Member postings for gerry madden

Well done Clive Sir ! I just picked it up and turned it the 'wrong' way with my bare hands and look what happened !

David, its a toolmakers measuring microscope manufactured by OMT. It is VERY robustly made so I can understand the confusion.

G.

Thanks very much Clive. I will look at that.

Re the grease, I purchased a small pot from China recently. There were no numbers in the advertisements indicating its actual viscosity, only references saying "good for camera lenses". I've tried it on a number of things all with good results so far - except on a 10" rotary table. You can imagine what that was like ! Walking in 2ft of syrup would be a good description so off it came and on went a standard grease and all's well again.

Gerry

I never used to be defeated by things until this forum came along but asking a question does save one a great deal of time allowing one to get on with other 'important" things in the workshop

My latest challenge is dismantling my eyepices. In many places OMT have done a great job of hiding the typical 120 deg. grubscrew connections, with a fine push-fit brass sleeves, which were then painting over to make it look solid. I think I have found all of these and I'm down to the coarse focussing threads. These badly need fresh kilopoise grease so I have to get them apart and this is where I'm stumped. I'm hoping that someone will know the secret behind this particular assembly or can suggest something to try that I haven't considered.

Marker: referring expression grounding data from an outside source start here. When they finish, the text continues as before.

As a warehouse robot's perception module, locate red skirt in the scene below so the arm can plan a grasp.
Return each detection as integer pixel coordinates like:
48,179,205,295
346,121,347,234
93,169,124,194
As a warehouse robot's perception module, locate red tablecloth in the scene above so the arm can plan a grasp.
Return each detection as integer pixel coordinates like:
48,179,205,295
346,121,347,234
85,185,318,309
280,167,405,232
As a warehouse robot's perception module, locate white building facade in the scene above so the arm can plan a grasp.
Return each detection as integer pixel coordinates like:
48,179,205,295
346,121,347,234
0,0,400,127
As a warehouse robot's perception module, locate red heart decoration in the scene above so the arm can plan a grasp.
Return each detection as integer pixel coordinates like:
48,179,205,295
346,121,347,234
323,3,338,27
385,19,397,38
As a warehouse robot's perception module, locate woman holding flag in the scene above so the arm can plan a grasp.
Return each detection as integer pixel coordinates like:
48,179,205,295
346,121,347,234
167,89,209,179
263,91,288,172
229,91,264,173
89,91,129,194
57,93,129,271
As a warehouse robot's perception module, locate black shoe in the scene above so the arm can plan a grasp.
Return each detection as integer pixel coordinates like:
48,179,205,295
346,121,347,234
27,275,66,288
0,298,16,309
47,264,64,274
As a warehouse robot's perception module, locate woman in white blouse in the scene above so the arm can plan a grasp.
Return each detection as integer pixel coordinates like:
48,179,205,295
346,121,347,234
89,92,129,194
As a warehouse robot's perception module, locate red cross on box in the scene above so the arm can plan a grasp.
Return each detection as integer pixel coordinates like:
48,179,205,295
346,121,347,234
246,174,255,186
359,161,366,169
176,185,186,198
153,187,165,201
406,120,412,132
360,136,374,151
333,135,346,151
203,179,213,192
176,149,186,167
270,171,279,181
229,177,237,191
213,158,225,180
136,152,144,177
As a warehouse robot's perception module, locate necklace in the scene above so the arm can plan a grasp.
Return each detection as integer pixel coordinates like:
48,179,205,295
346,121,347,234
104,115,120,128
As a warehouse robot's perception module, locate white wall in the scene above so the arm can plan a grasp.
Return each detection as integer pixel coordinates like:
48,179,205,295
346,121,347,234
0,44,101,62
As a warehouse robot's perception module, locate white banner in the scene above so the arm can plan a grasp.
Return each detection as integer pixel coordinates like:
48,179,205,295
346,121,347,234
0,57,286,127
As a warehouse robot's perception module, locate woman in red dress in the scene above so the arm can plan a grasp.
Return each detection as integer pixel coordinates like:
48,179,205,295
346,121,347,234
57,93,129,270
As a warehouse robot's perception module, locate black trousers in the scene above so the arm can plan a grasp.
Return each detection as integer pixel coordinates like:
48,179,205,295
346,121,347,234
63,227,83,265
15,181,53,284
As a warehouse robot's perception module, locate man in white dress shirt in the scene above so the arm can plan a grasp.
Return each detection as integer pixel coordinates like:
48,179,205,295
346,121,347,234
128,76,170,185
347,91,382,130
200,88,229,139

The eyepiece assemblies look like this:

The outside 'focussing sleeve' with the straight knurling will currently rattle axially by a few mm's if the focus is opened to its limit. If the focus is closed down the 'focussing sleeve' becomes tight. From playing with the assembly I 'think' the internal construction must be something like this:-

If this theory is correct, to get it all apart, part no.2 the focusing sleeve, has to be separable. But I just cannot see how to do this. My expectation was that the pieces of the sleeve to either the left or the right of the knurling would unscrew from the knurled section. However I see no way to grip them other than by friction. I tried that, and it wasn't successful. In any case I carefully brushed all the paint away from the likely joints and viewed them under a microscope. I could not see any obvious junction.

What I have detected though is that the 'zero mark' on the tapered portion (on the right of the knurling, visible in the first picture) is more than just an engraved mark. It appears to be a joint and if one forces a screwdriver under the sleeve and levers it you can see the joint open very very slightly. But that's all I can make it do, it will not allow itself to be prised out of where it currently sits.

Clearly I'm missing something so any thoughts or experience here would be appreciated.

Gerry

Just for the record, in the event that anyone else decides to refurbish one of these machines, I have "decided" that this should be the correct assembly:-

This arrangement will provide a self-aligning contact on the gauge-block surface and thereby prevent any damage or indenting of the block. There may be initially some brinelling of the micrometer probe tip from the ball but once that's happened it wont grow further and subsequent measurements wont be affected.

Gerry

Thanks chaps for all your comments. And I have some very good news !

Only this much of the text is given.